From Pipeline to Parliament: 5 Agents That Underwrite a Deal

The Problem with Linear Pipelines

The V2 underwriting system looked clean on a whiteboard:

Raw Documents → Gemini Extraction → DealSchema → 11 SME Evals (parallel)
→ Deterministic Aggregation → Single-Pass Report → Questions

Every stage runs once. No iteration, no feedback loops, no self-assessment. The extraction either got it right or it didn't. Each of the 11 subject matter experts — GPU engineer, financial analyst, legal analyst, and eight others — evaluated in total isolation. When they disagreed, the system just... concatenated their opinions. Question deduplication was literally "compare the first 100 characters."
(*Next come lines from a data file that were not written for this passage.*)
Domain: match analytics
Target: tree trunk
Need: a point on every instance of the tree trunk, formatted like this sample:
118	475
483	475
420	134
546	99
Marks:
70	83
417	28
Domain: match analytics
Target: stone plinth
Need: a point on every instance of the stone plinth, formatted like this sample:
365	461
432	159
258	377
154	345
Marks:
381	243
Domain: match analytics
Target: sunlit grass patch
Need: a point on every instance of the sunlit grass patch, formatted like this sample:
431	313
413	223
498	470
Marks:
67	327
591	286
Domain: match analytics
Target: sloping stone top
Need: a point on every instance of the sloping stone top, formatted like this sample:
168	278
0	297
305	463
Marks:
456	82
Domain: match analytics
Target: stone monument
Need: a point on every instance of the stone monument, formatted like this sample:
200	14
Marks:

This worked for a while. Then we started seeing the cracks:

No evidence tracking. An SME might flag "CapEx assumptions are aggressive" with zero link to which document, which page, which number.
No cross-SME reasoning. Legal says PASS, risk says FAIL — the system presents both opinions side by side with no attempt to resolve the conflict.
No quality gate. A bad extraction propagates silently through every downstream stage. Garbage in, garbage out, with no checkpoint in between.
No fact-checking. Every claim from an LLM call was taken at face value.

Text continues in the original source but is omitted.